Lo advirtió el economista Francisco Cantamutto, quien analizó el reciente informe del BCRA sobre el incremento de la morosidad de las familias.
La morosidad de los préstamos a las familias argentinas trepó en diciembre al 9,3%, el nivel más alto en 16 años, y el triple respecto de un año atrás. El dato se desprende del informe de bancos que publicó el pasado viernes el Banco Central.
Esta mañana en dialogo con Radio Altos el economista Francisco Cantamutto remarcó que los indicadores de morosidad vienen subiendo mes a mes desde 2025.
Señaló que en el informe que presentó el BCRA, se observa que los créditos hipotecarios no tienen altos niveles de morosidad, los prendarios un poco más, y los personales mucho más. “Aquellas personas que sacan créditos y tienen un respaldo de activos, están respondiendo mejor que las que no los tienen. Quiere decir que el crédito que se le prestó a personas en dificultades, es el que está en mayores dificultades”, resumió.
En el caso de las entidades no financieras, donde aclaró que se encuentran muchas de las billeteras virtuales, los índices de morosidad superaron el 22%: “Es decir, entre un quinto y un cuarto del total de deudas no se está pagando.

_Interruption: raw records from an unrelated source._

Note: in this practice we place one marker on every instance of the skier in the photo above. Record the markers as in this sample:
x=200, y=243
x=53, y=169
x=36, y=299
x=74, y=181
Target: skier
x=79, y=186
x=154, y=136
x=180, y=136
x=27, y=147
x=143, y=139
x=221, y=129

Y esto tiene que ver con la facilidad con la que estas billeteras virtuales les estuvieron prestando a personas que con solo bajarse una aplicación y pedir un crédito, lo obtuvieron”.
Estos altos niveles de morosidad responden, planteó, a la pérdida del poder adquisitivo que se viene incrementando desde 2024. “Los hogares reaccionaron saliendo a trabajar una segunda o tercera jornada para conseguir más ingresos y reventando las tarjetas para poder sostener el nivel de consumo, pero eso es una estrategia que te sirve si tenés uno o dos meses malos. Si la situación sigue, no lo podés sostener y eso es lo que está pasando”, explicó.
Para Cantamutto, la estrategia de la gestión de Javier Milei de tratar de “patear” la crisis para adelante es lo que ahora está explotando y es un fundamento más de la caída de los niveles de consumo que está detectando con señales de alarma hasta el propio Fondo Monetario Internacional.
En el informe del BCRA, están plasmadas todas las deudas con bancos y con entidades, no así los préstamos que una persona obtiene de un familiar, de un vecino, de un amigo, del “prestamista de barrio” o el fiado en un comercio. “Toda esa red informal que sabemos que tiene un peso importante no lo capta la encuesta del Banco Central”, señaló.
Por eso, sostuvo que los datos que aporta el informe son preocupantes porque si los préstamos de más calidad están mostrando un deterioro, “qué viene atrás”.
“La morosidad está en pequeños créditos, y especialmente en estos que se dieron con más facilidad a través de billeteras virtuales, que los podés sacar en dos clics. Estos préstamos de baja calidad y a alta tasa de interés son los que no se están pudiendo pagar y no hay un instrumento con el cual se esté pensando una salida”, aseveró.
A esta situación se llega, opinó por la conjunción de un mercado de trabajo que se deteriora, con cada vez menos ingresos, y una política del gobierno de mantener la tasa de interés elevada.
“A esto en principio no se lo está viendo al final. En la medida en que la propuesta del gobierno siga siendo mantener el rumbo de la política económica que tiene, esto no puede terminar bien”, subrayó.
Y concluyó: “El gobierno no tiene interés en resolver esto y está asumiendo que las familias tendrán que consumir menos. Esto lo que hace es que toda esa crisis latente que se vino acumulando en estos dos años empiece a golpear cada vez más duro y eso se está empezando a notar en el ánimo social”.